The situation in Ghana was not so different from what was happening elsewhere. Storytelling was one of the means by which children were encouraged to asked questions. It was a way of training them to think critically. A Ghanaian proverb which says the one who asks does not miss his or her path gives credence to this fact.

However, the cultural orientation of some Ghanaian societies discouraged asking questions. There is an extent to which an individual with a probing mind can ask questions. Questions bothering on faith, human sexuality, death and the after-life had limited scope of enquiry. There is a Ghanaian adage which asserts that if you examine the eyes of a corpse you would discover worms. Meaning one would discover some unpleasant details if he or she is keen about investigating a particular phenomenon. This proverb, for example, is two-sided. Whereas on the one hand, it is encouraging a careful investigation into a particular situation to achieve the desired result, it is also a warning to the enquirer to tread cautiously bearing in mind the adversarial outcome of certain kinds of investigations. To a large extent, this has been one characteristic feature of some Ghanaian societies over the years.

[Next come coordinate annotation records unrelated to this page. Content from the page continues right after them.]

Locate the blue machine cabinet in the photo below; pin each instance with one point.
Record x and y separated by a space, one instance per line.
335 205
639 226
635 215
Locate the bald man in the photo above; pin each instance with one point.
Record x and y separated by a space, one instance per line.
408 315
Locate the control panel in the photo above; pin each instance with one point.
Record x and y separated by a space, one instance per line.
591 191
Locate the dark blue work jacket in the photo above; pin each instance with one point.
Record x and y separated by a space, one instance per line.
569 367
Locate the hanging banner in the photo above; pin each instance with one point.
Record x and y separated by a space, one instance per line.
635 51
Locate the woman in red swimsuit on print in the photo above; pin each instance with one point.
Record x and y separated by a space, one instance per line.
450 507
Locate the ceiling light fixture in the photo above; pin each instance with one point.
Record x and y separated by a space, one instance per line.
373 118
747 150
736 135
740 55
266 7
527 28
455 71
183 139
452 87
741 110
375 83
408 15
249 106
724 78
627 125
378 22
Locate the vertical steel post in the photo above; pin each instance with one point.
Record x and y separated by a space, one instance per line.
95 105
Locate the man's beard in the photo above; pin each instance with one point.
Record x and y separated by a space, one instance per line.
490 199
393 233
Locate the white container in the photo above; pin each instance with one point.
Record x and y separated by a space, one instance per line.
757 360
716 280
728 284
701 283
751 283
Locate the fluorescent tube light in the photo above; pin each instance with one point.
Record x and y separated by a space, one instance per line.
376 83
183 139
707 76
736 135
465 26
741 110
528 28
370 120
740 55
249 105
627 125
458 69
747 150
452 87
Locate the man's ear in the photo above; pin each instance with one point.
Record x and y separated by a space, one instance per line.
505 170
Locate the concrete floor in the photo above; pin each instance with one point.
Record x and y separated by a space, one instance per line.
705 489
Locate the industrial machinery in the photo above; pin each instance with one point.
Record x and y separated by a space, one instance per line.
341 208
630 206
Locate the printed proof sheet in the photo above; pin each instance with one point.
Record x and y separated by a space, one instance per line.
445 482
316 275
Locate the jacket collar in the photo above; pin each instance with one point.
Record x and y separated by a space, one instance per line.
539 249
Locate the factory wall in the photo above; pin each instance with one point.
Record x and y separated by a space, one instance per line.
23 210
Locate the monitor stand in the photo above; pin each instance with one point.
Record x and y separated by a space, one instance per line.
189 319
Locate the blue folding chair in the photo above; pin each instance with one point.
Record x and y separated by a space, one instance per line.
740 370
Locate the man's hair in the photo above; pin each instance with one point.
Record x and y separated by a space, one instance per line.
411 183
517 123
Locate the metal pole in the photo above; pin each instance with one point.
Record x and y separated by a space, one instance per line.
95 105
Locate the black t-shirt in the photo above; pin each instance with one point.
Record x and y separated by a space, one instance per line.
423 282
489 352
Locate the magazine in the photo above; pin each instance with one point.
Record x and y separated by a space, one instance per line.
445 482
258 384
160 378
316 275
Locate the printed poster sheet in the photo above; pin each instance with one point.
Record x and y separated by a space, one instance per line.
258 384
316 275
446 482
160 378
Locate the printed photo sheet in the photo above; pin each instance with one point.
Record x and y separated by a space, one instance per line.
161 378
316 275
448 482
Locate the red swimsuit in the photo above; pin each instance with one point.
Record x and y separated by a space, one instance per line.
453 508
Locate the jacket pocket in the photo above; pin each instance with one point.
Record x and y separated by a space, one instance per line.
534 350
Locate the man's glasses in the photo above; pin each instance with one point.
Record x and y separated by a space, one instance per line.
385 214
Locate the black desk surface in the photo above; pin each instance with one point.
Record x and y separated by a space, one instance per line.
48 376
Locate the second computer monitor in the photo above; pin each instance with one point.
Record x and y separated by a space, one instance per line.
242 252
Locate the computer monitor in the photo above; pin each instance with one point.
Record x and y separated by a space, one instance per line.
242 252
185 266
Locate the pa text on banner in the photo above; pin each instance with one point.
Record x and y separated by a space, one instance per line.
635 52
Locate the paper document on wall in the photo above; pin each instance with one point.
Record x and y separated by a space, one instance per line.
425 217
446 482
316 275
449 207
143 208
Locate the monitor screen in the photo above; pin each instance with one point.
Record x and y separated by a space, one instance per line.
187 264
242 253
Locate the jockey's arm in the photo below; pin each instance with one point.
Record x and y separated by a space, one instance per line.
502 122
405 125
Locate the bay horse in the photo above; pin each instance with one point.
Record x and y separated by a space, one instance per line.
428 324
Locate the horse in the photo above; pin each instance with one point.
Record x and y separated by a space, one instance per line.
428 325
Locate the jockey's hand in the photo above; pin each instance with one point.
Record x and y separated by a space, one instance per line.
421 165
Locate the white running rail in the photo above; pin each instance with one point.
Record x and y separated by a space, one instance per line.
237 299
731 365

With the passage of time, the picture painted above cannot hold true in our contemporary Ghanaian societies. This is due to the massive wave of globalisation which has impacted the country with its accompanying means of acculturation of other cultures. Young people all over the country are openly raising questions about a number of issues especially with regards to their faith. The social media platforms have become avenues where people openly share their views and challenge traditionally held customs, practices and taboos. This has resulted in some traditional values giving way to innovations and adaptations. In addition, access to university education, the influx of Ghanaians abroad pursuing further studies in various disciplines has also contributed significantly to the growing culture of critical enquiry. There is a growing critical mass of the Ghanaian populace that no longer takes conventional knowledge hook, line and sinker.

The recent apologetics seminar organised by the Ravi Zacharias International Ministries in collaboration with the University of Ghana Chaplaincy Board and the Legon Interdenominational Church strongly illustrates this point. The event dubbed RECONSIDER aimed among other things to reach students and faculty members with the credibility of the gospel by providing a platform for answering the heartfelt questions of participants. As a team, we had a number of expectations. Top on the list was that through the power of the Holy Spirit, people would come to the saving knowledge of our Lord and Saviour Jesus Christ. Secondly, to show that it is possible to know the Lord with our mind leading to a faithful commitment to him with our soul and our heart (Matthew 22:37), clarify doubt and correct misconceptions with the hope of helping the thinker to believe and the believer to think. To the glory of God, it was refreshing to see many people reconsider their stance with respect to their faith and over fifty people making a commitment to the Lord Jesus Christ. It was obvious, at the end of the five days that having a critical engagement with our faith clarifies doubts, corrects misconceptions, deepen our convictions and helps us to make a meaningful commitment to the Lord Jesus Christ by knowing what we believe and why we believe it. It also came to the fore that the church in Ghana needs to revamp it evangelistic style of telling people what to believe to use apologetics to undergird its evangelistic efforts by listening to the heartfelt questions of the people and present the gospel to them in a winsome way.